The Montgomery County district attorney charged Kathleen Kane with felony perjury and two misdemeanors — false swearing and obstruction — based on a signed secrecy oath she signed shortly after taking office in early 2013.

Kane, the first woman and first Democrat elected as attorney general in Pennsylvania, was previously charged with perjury, conspiracy and other offenses. Prosecutors said she leaked secret grand jury information about a 2009 investigation to a newspaper and then lied about it.

An affidavit filed by a county detective said Kane has repeatedly said, directly and through her lawyers, that she did not swear to keep secret the 2009 grand jury information about a former head of the NAACP in Philadelphia.

But the district attorney’s office said her signed oath was recovered during a search of her Harrisburg offices on Sept. 17, contradicting her claims that no such document existed.
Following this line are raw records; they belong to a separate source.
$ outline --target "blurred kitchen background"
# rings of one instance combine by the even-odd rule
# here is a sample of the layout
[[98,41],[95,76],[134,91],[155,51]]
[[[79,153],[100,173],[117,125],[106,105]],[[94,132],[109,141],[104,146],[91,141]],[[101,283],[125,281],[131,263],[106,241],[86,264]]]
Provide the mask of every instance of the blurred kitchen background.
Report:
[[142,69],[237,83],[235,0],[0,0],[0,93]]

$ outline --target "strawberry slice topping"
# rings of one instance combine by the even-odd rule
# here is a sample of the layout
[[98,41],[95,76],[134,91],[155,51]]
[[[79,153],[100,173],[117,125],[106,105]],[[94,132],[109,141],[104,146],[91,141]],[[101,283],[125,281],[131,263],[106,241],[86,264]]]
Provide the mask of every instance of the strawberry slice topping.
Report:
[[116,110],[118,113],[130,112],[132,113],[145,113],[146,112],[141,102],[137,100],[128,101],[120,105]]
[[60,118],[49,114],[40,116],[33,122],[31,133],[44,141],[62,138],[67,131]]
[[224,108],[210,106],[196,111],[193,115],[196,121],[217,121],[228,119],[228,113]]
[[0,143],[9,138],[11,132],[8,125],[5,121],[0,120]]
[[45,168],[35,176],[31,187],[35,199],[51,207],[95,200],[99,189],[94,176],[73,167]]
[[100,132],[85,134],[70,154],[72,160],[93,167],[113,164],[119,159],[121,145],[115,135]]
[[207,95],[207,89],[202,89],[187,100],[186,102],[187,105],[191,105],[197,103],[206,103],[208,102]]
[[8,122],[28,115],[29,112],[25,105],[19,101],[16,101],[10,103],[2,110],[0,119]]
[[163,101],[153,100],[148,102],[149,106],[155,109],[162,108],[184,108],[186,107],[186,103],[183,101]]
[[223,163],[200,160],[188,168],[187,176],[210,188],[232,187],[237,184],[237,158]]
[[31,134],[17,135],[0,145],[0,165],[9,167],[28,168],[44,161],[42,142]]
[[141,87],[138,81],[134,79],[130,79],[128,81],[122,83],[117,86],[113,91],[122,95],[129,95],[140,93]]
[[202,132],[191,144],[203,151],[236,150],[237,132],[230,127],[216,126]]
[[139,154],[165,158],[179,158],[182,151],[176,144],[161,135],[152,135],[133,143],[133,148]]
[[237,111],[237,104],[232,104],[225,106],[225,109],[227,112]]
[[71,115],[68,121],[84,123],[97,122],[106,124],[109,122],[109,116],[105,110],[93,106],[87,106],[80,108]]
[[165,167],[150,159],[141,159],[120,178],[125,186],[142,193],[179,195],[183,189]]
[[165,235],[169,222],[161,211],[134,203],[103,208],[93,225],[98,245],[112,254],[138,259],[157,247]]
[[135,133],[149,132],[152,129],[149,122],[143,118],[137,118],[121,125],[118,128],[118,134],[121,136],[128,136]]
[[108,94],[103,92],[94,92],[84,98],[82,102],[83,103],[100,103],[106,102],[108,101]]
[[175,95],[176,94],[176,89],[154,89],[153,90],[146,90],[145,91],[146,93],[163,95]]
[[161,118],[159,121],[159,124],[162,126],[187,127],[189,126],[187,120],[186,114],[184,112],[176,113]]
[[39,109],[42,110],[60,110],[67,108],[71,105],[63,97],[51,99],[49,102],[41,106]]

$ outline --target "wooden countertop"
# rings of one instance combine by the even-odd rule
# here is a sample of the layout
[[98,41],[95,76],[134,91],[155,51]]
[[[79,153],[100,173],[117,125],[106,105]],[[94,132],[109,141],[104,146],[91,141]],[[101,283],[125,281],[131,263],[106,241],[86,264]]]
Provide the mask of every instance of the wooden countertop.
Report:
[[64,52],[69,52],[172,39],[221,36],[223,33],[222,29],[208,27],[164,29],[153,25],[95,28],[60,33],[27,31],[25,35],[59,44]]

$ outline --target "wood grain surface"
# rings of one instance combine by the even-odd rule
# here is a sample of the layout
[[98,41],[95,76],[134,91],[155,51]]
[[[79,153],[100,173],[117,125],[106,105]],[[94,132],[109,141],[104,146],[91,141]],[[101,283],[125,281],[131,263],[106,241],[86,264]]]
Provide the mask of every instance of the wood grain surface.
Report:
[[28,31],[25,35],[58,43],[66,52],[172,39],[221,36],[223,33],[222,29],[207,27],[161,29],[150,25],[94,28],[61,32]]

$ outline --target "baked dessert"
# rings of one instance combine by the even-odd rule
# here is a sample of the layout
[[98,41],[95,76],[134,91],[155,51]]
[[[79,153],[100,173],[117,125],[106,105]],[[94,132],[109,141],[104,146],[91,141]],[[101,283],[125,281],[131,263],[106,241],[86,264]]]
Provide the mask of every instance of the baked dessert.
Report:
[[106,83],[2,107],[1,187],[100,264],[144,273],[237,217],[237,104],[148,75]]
“Kane perpetuated this falsehood not just before (a) grand jury, but also in legal filings before the Pennsylvania Supreme Court and to the people of Pennsylvania through privately retained representatives,” wrote Montgomery County Detective Paul Michael Bradbury, who attached a photocopy of the one-paragraph oath to the affidavit.

Kane’s criminal defense attorney, Gerald Shargel, did not immediately return a phone call seeking comment Thursday morning. A spokesman for Kane’s office referred questions about the latest charges to her personal attorneys.

Authorities say Kane and other top aides were compelled to sign the secrecy oath and three others just like it that applied to other grand jury panels to participate in a transition meeting on Jan. 17, 2013, that concerned the office’s investigations.

Bradbury said agents learned about the existence of the signed secrecy oaths only after arresting her Aug. 6 over leaks to the Philadelphia Daily News last year.

A district judge determined in late August that there was sufficient evidence to send those charges to county court for trial. Kane has consistently denied the allegations and has argued that she was a stay-at-home mother when the grand jury was meeting in 2009 so its secrecy provisions could not apply to her.

The Pennsylvania Supreme Court last week issued a temporary suspension of Kane’s law license, a suspension that will take effect later this month.